El oficio educador de los padres de Jesús se ejercitó también desde el principio en forma harto interesante: la de una madre amorosa, la de un padre adoptivo, tierno y abnegado, que inician a su pequeñuelo en el habla de su pueblo y le enseñan a balbucir el nombre de Dios y los suyos propios, hasta que Él haya desarrollado por sí mismo, dentro y fuera de la casa de sus padres, su conocimiento del lenguaje nacional. El idioma de Palestina, según ya dijimos, no era ya entonces el hebreo de los libros santos, que desde hacía mucho tiempo se había convertido en lengua muerta, o mejor digamos, en lengua litúrgica, como el latín entre nosotros, sino el arameo, en la forma especial que este dialecto semítico había tomado en aquella región. Sin embargo, Jesús aprendió también desde muy joven el hebreo propiamente dicho, especialmente leyendo la Biblia en esta lengua sagrada. De ello tenemos prueba manifiesta en algunas de sus citas escriturarias, que están hechas directamente según el original hebreo[51].
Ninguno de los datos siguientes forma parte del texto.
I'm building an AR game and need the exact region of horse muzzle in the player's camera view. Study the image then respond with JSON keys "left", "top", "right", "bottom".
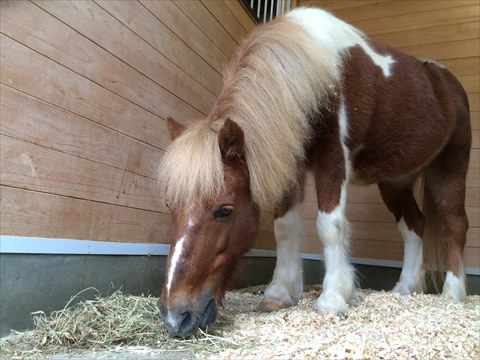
{"left": 158, "top": 294, "right": 218, "bottom": 337}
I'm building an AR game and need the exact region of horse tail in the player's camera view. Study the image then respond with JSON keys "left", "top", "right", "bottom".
{"left": 421, "top": 175, "right": 447, "bottom": 293}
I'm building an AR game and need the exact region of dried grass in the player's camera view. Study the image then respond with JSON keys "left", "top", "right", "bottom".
{"left": 0, "top": 288, "right": 240, "bottom": 359}
{"left": 1, "top": 286, "right": 479, "bottom": 359}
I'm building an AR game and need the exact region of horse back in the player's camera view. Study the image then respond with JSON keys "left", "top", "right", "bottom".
{"left": 338, "top": 41, "right": 470, "bottom": 184}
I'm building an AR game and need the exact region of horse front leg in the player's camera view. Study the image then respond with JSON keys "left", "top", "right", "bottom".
{"left": 258, "top": 206, "right": 304, "bottom": 311}
{"left": 315, "top": 184, "right": 356, "bottom": 315}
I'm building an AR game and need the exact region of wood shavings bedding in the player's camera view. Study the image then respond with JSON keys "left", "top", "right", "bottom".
{"left": 1, "top": 286, "right": 479, "bottom": 359}
{"left": 214, "top": 287, "right": 479, "bottom": 359}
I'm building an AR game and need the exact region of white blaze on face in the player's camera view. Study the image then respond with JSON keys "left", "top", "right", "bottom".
{"left": 165, "top": 215, "right": 197, "bottom": 299}
{"left": 166, "top": 236, "right": 186, "bottom": 296}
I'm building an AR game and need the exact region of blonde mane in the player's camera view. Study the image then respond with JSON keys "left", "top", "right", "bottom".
{"left": 161, "top": 10, "right": 349, "bottom": 211}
Está comprobado que en Galilea era bastante común el uso del griego, especialmente en las ciudades de Séphoris y de Tiberíades, próximas a Nazaret. Después de las conquistas de Alejandro el Grande, esta lengua había invadido poco a poco el país, y sus progresos habían sido más rápidos aún bajo la influencia de los Herodes, enamorados de la civilización helénica. También lo aprendió Jesús probablemente desde su adolescencia. Dos de sus «hermanos» o primos, Santiago el Menor y San Judas, nos han dejado sendas cartas escritas en este idioma, y todo induce a creer que lo conocían desde antes de ser apóstoles. En griego debió de conversar Jesús con el centurión romano[52], con los «Helenos», de quienes habla el cuarto Evangelio[53], con Pilato y con otros más.